I’m currently a Lecturer1 at the University College London, leading the Machine Reading Lab. Before that I was a postdoc and research scientist with Andrew McCallum at UMass Amherst, a researcher at Tokyo University and DBCLS under Tsujii Junichi, and a PhD student with Ewan Klein at the University of Edinburgh.

Whenever we advance our understanding of the world, we write down our findings in publications, patents, webpages or the like. This results in a vast and ever-increasing body of literature, impossible to effectively access and comprehend. The overarching goal of my research is to extract and distill this knowledge.

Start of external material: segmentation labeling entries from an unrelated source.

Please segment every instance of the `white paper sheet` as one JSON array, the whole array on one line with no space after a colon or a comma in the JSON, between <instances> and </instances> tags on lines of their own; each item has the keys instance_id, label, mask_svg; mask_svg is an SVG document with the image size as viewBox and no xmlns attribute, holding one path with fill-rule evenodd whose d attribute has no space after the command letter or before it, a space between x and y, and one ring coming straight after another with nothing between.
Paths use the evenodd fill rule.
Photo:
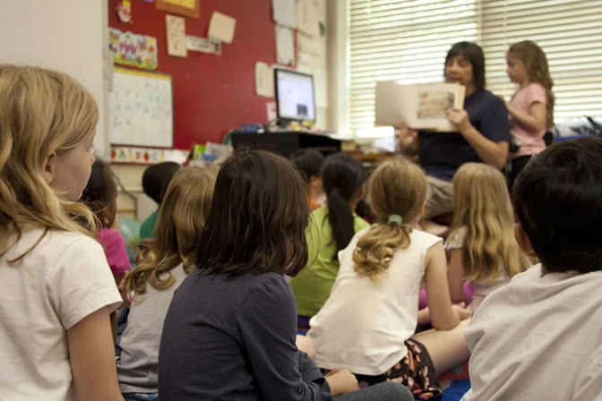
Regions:
<instances>
[{"instance_id":1,"label":"white paper sheet","mask_svg":"<svg viewBox=\"0 0 602 401\"><path fill-rule=\"evenodd\" d=\"M274 70L265 63L255 63L255 93L264 98L274 97Z\"/></svg>"},{"instance_id":2,"label":"white paper sheet","mask_svg":"<svg viewBox=\"0 0 602 401\"><path fill-rule=\"evenodd\" d=\"M295 34L279 25L276 25L276 61L283 65L295 64Z\"/></svg>"},{"instance_id":3,"label":"white paper sheet","mask_svg":"<svg viewBox=\"0 0 602 401\"><path fill-rule=\"evenodd\" d=\"M274 22L287 28L297 29L296 0L271 0Z\"/></svg>"},{"instance_id":4,"label":"white paper sheet","mask_svg":"<svg viewBox=\"0 0 602 401\"><path fill-rule=\"evenodd\" d=\"M297 22L300 32L311 37L320 36L318 3L316 0L298 0L297 4Z\"/></svg>"},{"instance_id":5,"label":"white paper sheet","mask_svg":"<svg viewBox=\"0 0 602 401\"><path fill-rule=\"evenodd\" d=\"M321 55L322 53L320 39L304 35L300 32L297 33L297 46L299 52L302 53L308 53L311 55Z\"/></svg>"},{"instance_id":6,"label":"white paper sheet","mask_svg":"<svg viewBox=\"0 0 602 401\"><path fill-rule=\"evenodd\" d=\"M168 34L168 55L185 57L186 25L184 17L165 16L165 27Z\"/></svg>"},{"instance_id":7,"label":"white paper sheet","mask_svg":"<svg viewBox=\"0 0 602 401\"><path fill-rule=\"evenodd\" d=\"M213 12L209 22L209 37L224 43L232 43L236 20L219 12Z\"/></svg>"},{"instance_id":8,"label":"white paper sheet","mask_svg":"<svg viewBox=\"0 0 602 401\"><path fill-rule=\"evenodd\" d=\"M186 48L193 52L221 55L221 42L209 38L188 35L186 36Z\"/></svg>"}]
</instances>

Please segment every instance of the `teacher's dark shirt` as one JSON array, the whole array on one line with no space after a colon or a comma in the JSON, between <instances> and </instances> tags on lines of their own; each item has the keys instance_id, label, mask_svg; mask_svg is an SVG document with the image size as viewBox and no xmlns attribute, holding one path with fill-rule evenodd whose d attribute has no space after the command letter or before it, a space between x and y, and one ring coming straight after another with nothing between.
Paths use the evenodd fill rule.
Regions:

To achieve this goal I have been working in several areas of Natural Language Processing and Machine Learning I believe need to be advanced:

  • Efficient Probabilistic Inference: I designed methods that efficiently find exact MAP states, and approximate marginals, for high tree-width graphical models with millions of variables and factors (UAI08, NAACL10a, NAACL09b, UAI10, EMNLP12).
  • Joint Inference: I developed language processors in which information can flow up and downwards, reducing the problem of cascading errors (EMNLP11, NAACL09a, ACL09).
  • Distant supervision: I trained graphicals models to extract Freebase facts from text, using no textual annotation but only existing Freebase facts as training signal: (ECML10, EMNLP10, NAACL10b).
  • Linguistic Processsors: I developed syntactic and semantic parsers that can efficiently capture global dependencies within the semantic structure to be extracted (EMNLP06, NAACL09a, ICASSP08).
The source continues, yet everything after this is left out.